On 8/2/22 2:31 PM, Yann Ylavic wrote:
> On Mon, Aug 1, 2022 at 8:15 PM Ruediger Pluem <rpl...@apache.org> wrote:
>>
>> On 8/1/22 5:05 PM, Ivan Zhakov wrote:
>>>
>>> My overall concern is that with the current solution as of r1902858, there
>>> are valid and
>>> reasonable allocation patterns that will cause an unbounded memory usage.
>>>
>>> For example, nothing prevents current or future PCRE versions from doing
>>> this:
>>>
>>> for (int i = 0; i < N; i++)
>>> {
>>> void *p = private_malloc();
>>> private_free(p);
>>> }
>>>
>>> which is going to cause an unbounded memory usage because private_free() is
>>> a no-op and retains everything that was allocated.
>>
>> This is true, but these kind of allocation patterns would also cause a lot
>> of problems with a malloc/free backend and thus I think
>> they are unlikely and would need to be addressed within PCRE. But even if
>> they are happening and cannot be fixed for our users
>> by adjusting PCRE e.g. because they are stuck to distribution versions we
>> still could tackle this then with an apr_bucket_alloc /
>> apr_bucket_free approach or worst case even with a malloc / free approach
>> for particular "bad" PCRE versions.
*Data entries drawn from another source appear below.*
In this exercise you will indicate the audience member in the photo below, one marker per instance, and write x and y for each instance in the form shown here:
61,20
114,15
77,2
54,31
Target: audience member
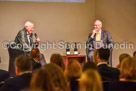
90,81
57,76
121,57
58,59
73,72
41,79
127,76
90,65
35,55
107,73
23,68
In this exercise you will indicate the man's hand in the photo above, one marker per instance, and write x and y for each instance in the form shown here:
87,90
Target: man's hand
38,40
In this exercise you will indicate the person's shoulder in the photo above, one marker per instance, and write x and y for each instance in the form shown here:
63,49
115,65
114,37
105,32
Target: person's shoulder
105,31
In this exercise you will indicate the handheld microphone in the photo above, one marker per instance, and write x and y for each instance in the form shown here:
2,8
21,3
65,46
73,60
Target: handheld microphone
36,36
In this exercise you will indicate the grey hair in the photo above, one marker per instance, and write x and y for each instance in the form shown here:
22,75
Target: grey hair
28,23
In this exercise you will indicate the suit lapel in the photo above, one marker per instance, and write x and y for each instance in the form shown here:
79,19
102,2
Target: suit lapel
102,35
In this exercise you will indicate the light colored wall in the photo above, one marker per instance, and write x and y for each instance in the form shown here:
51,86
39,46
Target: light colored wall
119,18
70,22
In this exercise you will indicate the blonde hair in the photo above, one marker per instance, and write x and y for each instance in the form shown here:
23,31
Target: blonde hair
58,59
90,81
73,70
128,68
57,76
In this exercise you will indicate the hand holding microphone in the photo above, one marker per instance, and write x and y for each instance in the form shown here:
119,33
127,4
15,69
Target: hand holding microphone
37,38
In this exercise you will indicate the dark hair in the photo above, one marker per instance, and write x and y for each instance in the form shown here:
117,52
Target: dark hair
23,63
41,79
90,65
35,53
104,53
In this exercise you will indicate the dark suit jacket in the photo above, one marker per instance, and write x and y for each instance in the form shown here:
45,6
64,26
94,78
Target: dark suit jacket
4,75
108,73
122,86
35,64
17,83
105,37
22,39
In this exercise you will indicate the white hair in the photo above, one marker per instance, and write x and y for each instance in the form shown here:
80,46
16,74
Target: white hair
28,23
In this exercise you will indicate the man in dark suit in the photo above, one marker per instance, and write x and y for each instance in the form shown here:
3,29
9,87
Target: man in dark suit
23,67
107,73
3,75
35,56
24,38
97,39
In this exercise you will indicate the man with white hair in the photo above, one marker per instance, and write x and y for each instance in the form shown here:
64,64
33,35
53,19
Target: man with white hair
24,38
97,39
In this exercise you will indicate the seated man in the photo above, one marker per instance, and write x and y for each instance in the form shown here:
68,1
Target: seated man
107,73
35,55
24,38
23,67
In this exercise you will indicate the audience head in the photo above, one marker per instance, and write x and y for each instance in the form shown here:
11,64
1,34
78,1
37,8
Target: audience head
73,70
134,54
41,79
90,65
128,69
97,25
123,56
58,59
90,81
29,26
103,54
23,64
57,76
35,54
95,55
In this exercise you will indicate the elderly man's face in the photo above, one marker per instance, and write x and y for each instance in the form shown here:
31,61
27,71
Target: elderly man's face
97,25
29,28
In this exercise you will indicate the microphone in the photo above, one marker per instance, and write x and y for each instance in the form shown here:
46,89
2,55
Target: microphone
36,36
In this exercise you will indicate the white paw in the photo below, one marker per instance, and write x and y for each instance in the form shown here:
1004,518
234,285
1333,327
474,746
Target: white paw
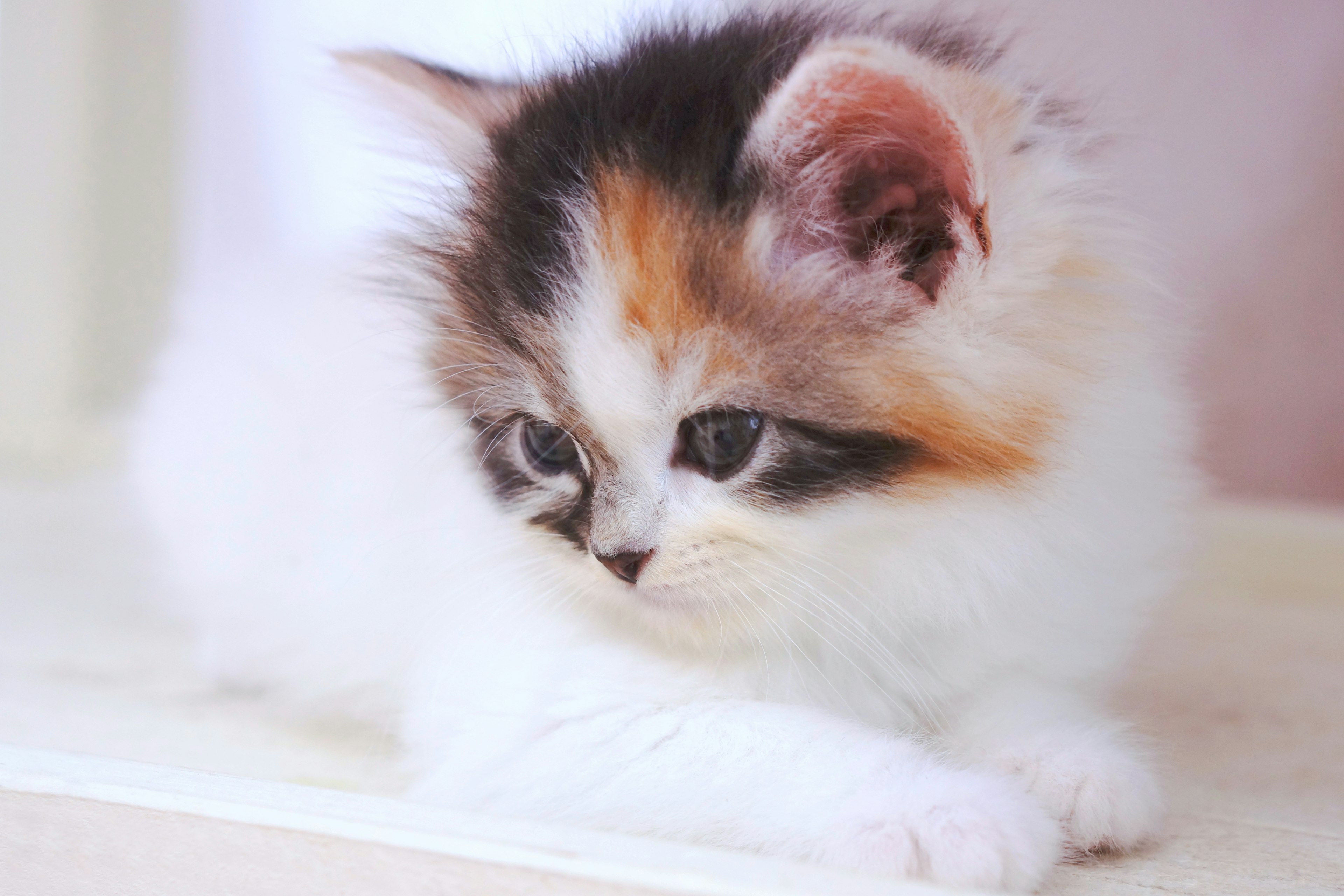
1100,789
955,828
But for now the
>> current code seems to work well with the current PCRE allocation pattern.
>
> We could switch to an apr_allocator+apr_memnode_t pattern just now,
> and trade the 8K used by the current (sub)pool for an overhead of
> sizeof(apr_memnode_t)+8 only, and private_free() just calls
> apr_allocator_free().
>
> Something like the attached patch?
But this would allocate at least 8k for each private_malloc call, correct?